Seeking Alpha

Ivan Kitov's  Instablog

Ivan Kitov
Send Message
I am a Doctor of Physics and Mathematics, Lead Researcher at the Institute for the Geospheres' Dynamics, Russian Academy of Sciences. Founding member of the Society for the Study of Economic Inequality Published three monographs in economics and finances: Deterministic mechanics of pricing... More
My company:
Stock Market Science
My blog:
Economics as Classical Mechanics
My book:
Deterministic mechanics of pricing
• Personal Income Distribution In The US
We are going to revisit our model for personal income distribution, PID. It was first formalized in 2003 and used income distributions through 2001. We had to convert all reports published by the Census Bureau in pdf format between 1947 and 1993 into excel tables. It took a month of hand work together with proof reading. These reports are not converted into digital format yet.

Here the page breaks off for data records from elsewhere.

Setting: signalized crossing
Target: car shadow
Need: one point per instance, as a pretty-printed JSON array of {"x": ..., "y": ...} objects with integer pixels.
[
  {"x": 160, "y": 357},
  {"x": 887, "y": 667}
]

In 2006, we used new data (through 2005) and re-estimated the model. In 2010, we published a book on personal income distribution using data through 2008. It is a good time to refresh the model and evaluate its performance since 2001 with ten more years of data. All major results will be presented in this blog.

We start with presenting original data. The distribution of personal incomes since 1994 is characterized by a higher resolution - income bins are only \$2500 wide. Our model assumes that the overall income distribution depends on the age pyramid and the level of real GDP per capita. However, the evolution of PID is slow and at a twenty year horizon one actually sees a frozen PID. The frozen PID results in an almost constant Gini ratio over time, which is actually reported by the Census Bureau.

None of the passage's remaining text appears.